Salman Rushdie, original name is Ahmed Salman Rushdie, born in Bombay on 19th of June 1947. He spent his childhood going to school in Bombay and at Rugby in England. He used to read History at King`s College, Cambridge, where he joined the Cambridge Footlights theatre company. After graduating, he lived with his family who had moved to Pakistan in 1964. He worked there in television before returning to England. In England he began working as a copywriter for an advertising agency. His first novel was Grimus, which was published in 1975.
Plot Summary
Published in 1975, Grimus was Salman Rushdie`s first published novel. To a large extent it has been disparaged by academic criticism and though Peter Kemp`s comment is particularly vitriolic it does give an idea of the novel`s initial reception; `Grimus` is one of the notable creations of Salman Rushdie. This is not any exceptional work of Rushdi but also a notable science fiction. This eccentric story deals with immortality, created worlds, surreal things, other dimensions both inner and outer, and also outcasts, which make the story different from the others The story follows Flapping Eagle, a young Indian who receives the gift of immortality after drinking a magic fluid. Flapping Eagle , an Axona Indian who has a lighter complexion than the rest of his people. His mother died just after some seconds he was born and as a result he was outcasted. He is not easily accepted, by the society. His sister "Bird Dog " protected him and presented him with the elixir of eternal life and after that she disappears mysteriously from the land of the Axona. Flapping Eagle is then exiled from his people, and wanders the world for centuries. Flapping Eagle wanders the earth for 777 years 7 months and 7 days, searching for his immortal sister, Bird Dog. Flapping Eagle explores identities till he falls through the hole in the Mediterranean Sea. He arrives in a parallel dimension at the mystical Calf Island. Here he finds people blessed with immortality yet bored with the sameness of life. However they are reluctant to give up their immortality and exist in a static community under a subtle and sinister authority. Flapping Eagle is tired with the mundane reality of immortality hence wants to get rid of the Grimus effect.

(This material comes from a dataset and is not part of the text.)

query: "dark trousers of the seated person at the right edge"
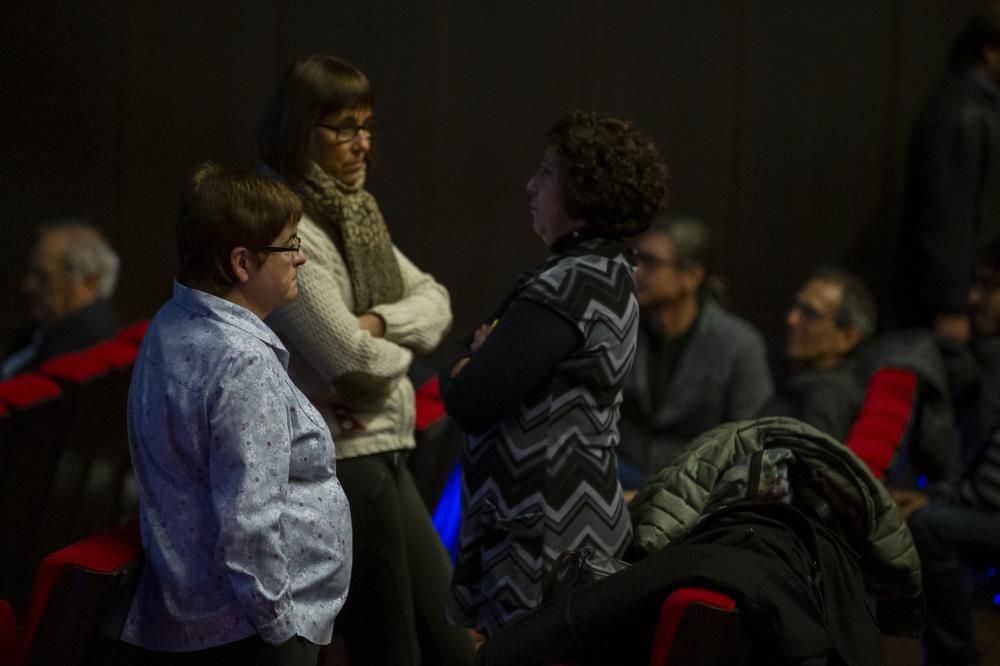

Published by the Random House Trade, this is indeed a noteworthy work of Rushdie.
Rushdie`s maturity gains diction in this futuristic fiction. The topics like hybridity, immigration, exile, imperialism and nationhood are subtly touched in this novel. As ideally said by the critics ""tentative steps towards an examination of post-coloniality" Salman Rushdie`s Grimus is undoubtedly a great work.